# best cities towns to live in.



## ofilha (Mar 22, 2009)

I would like to get a feel for what towns cities are best to live in? 
I prefer Lisbon but my income may not allow it. I have been considering towns outside of Lisbon. I understand there appears to be lots of Brits in central portugal. I would like to be in a place with cafes, restaurants and some cultural life where i am not going to need a car. Our plan is to chuck our cars and just use public transportation. Everytime i go to Portugal that's what i use and i love it, trains, buses.

Thank you
Joao


----------



## carlos carlos (Dec 29, 2008)

ofilha said:


> I would like to get a feel for what towns cities are best to live in?
> I prefer Lisbon but my income may not allow it. I have been considering towns outside of Lisbon. I understand there appears to be lots of Brits in central portugal. I would like to be in a place with cafes, restaurants and some cultural life where i am not going to need a car. Our plan is to chuck our cars and just use public transportation.

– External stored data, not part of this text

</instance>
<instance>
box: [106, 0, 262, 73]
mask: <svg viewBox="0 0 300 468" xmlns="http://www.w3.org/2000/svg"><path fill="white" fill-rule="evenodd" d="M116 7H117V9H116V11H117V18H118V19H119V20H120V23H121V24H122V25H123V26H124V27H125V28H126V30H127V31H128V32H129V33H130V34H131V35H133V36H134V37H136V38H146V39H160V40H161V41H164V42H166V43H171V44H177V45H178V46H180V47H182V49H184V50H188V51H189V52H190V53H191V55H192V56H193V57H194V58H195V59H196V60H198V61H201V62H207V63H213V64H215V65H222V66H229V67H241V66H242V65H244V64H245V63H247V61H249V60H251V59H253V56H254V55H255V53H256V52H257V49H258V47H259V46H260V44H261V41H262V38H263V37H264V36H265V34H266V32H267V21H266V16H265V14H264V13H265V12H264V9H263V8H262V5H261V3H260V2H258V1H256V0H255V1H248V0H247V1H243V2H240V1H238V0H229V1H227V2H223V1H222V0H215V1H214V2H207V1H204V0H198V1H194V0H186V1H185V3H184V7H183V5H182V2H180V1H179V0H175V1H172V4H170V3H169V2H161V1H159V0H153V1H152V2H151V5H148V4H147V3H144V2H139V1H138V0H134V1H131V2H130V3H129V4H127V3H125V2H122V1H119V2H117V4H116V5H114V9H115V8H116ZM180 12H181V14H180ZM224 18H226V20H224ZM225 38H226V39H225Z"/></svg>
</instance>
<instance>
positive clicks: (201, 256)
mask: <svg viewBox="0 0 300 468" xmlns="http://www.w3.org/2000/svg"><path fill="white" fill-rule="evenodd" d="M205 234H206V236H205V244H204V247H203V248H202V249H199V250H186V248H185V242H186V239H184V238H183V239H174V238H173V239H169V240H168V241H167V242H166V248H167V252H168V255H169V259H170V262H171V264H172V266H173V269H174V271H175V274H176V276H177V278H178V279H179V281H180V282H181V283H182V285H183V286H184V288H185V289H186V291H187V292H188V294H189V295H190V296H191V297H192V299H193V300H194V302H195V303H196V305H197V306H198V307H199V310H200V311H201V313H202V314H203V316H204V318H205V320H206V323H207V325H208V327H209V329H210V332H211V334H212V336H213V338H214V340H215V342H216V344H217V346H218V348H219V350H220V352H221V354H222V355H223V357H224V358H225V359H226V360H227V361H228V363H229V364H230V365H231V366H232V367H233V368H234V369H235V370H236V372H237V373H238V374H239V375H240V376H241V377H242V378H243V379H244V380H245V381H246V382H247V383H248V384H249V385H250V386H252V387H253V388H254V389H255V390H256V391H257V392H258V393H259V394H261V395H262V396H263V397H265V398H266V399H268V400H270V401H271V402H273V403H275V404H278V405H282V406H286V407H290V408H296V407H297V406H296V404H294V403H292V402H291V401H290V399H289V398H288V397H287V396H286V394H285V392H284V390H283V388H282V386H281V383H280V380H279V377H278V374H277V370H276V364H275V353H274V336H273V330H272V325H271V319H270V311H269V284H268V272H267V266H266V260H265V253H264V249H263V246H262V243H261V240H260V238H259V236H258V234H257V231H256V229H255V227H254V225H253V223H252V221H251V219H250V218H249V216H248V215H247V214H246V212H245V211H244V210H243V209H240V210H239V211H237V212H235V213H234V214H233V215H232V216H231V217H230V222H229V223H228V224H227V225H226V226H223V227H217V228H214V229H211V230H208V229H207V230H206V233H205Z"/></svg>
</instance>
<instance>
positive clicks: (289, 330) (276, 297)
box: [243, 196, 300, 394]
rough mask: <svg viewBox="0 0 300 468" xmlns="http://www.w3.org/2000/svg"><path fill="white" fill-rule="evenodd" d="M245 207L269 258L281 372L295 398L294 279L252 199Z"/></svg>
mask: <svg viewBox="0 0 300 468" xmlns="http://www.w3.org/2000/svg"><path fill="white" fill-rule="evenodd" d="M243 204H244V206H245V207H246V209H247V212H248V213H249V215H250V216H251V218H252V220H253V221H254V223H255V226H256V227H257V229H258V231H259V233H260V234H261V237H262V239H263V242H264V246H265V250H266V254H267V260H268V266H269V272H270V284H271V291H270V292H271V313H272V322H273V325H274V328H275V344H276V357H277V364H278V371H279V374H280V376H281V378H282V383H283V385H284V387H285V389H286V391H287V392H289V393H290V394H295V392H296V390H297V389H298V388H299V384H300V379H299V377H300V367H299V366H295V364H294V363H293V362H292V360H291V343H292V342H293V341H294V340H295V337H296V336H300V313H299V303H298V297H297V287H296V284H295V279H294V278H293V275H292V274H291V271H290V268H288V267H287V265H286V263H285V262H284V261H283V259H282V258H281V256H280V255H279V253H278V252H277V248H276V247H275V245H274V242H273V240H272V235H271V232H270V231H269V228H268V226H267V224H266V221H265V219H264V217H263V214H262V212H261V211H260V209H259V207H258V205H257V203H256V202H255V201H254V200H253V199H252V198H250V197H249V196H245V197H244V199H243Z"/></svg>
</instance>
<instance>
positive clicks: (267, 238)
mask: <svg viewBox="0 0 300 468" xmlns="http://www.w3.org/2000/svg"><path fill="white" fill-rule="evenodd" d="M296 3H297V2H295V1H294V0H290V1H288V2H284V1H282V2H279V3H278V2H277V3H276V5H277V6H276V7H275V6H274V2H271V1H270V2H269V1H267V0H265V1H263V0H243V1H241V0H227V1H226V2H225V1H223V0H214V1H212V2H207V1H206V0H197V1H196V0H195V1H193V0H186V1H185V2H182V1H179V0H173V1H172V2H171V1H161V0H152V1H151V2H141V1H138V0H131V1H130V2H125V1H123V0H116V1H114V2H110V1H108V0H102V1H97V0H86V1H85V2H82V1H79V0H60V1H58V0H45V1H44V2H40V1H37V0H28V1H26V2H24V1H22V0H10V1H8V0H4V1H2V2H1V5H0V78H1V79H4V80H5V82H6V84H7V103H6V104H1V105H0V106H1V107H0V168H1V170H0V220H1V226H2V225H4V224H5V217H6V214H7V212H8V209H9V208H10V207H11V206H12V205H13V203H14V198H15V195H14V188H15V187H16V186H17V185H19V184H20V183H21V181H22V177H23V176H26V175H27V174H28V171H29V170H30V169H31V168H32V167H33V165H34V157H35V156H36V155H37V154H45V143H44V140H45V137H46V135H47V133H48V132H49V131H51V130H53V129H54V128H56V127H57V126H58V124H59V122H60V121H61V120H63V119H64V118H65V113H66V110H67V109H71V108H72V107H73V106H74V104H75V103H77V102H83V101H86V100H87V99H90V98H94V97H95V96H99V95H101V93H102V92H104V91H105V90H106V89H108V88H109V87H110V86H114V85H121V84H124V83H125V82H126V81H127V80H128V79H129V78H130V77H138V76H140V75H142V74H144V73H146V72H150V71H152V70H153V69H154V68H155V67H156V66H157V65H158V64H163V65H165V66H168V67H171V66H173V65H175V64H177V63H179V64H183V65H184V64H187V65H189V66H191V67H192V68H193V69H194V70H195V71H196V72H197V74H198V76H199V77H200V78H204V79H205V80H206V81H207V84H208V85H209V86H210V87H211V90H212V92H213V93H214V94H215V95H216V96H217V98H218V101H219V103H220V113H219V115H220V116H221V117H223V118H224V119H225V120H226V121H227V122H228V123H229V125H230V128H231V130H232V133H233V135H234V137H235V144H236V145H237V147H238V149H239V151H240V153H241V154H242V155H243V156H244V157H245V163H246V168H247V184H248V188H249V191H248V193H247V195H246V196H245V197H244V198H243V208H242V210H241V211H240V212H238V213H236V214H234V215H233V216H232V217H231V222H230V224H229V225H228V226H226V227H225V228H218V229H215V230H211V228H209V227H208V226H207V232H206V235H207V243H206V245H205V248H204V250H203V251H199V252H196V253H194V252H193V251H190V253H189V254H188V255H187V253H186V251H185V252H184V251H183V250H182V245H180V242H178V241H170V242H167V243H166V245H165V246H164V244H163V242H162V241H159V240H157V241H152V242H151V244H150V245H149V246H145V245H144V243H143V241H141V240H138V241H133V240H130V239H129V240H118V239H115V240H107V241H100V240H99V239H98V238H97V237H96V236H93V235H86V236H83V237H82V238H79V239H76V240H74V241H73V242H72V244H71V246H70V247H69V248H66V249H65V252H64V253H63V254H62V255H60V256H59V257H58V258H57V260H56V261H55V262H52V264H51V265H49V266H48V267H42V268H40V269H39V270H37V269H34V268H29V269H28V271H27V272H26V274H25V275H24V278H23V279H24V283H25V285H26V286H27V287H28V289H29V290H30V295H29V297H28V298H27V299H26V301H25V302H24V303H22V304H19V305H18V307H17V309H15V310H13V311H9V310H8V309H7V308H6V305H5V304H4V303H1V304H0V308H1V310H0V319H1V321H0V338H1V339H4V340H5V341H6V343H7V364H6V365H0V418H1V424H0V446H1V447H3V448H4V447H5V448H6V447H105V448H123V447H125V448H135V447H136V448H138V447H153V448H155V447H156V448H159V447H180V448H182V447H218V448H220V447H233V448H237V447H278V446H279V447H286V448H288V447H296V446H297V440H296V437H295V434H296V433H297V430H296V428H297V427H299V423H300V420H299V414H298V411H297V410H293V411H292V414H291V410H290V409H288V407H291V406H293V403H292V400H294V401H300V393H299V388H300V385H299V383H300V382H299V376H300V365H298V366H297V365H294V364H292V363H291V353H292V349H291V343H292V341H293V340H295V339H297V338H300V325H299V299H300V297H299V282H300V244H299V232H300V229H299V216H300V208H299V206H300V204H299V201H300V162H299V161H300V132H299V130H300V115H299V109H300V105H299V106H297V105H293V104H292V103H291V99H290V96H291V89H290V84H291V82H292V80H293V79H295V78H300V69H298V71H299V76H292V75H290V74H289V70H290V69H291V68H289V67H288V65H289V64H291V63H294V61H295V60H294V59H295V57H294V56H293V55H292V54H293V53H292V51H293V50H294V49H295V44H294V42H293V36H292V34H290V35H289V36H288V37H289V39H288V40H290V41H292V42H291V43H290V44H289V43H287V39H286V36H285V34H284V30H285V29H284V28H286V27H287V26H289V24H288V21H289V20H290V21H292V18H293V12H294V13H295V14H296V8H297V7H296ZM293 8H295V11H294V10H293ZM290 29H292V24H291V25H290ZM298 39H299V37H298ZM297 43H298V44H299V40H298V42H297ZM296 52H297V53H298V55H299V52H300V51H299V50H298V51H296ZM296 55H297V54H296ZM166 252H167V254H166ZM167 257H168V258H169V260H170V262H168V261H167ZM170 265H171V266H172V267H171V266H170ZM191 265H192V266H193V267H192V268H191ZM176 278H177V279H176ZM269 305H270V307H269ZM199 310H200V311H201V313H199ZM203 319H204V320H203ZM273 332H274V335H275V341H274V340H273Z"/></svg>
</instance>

Everytime i go to Portugal that's what i use and i love it, trains, buses.
> 
> Thank you
> Joao


why not try Estoril or Sintra? 25 to 35km south west off Lisboa


----------



## ofilha (Mar 22, 2009)

carlos carlos said:


> why not try Estoril or Sintra? 25 to 35km south west off Lisboa


Thanks,
I have been looking also in that area, particularly Estoril. I am not as familiar with Sintra. I know i can take the train to Lisbon from there. Do you have any particula areas of those two regions in mind?


----------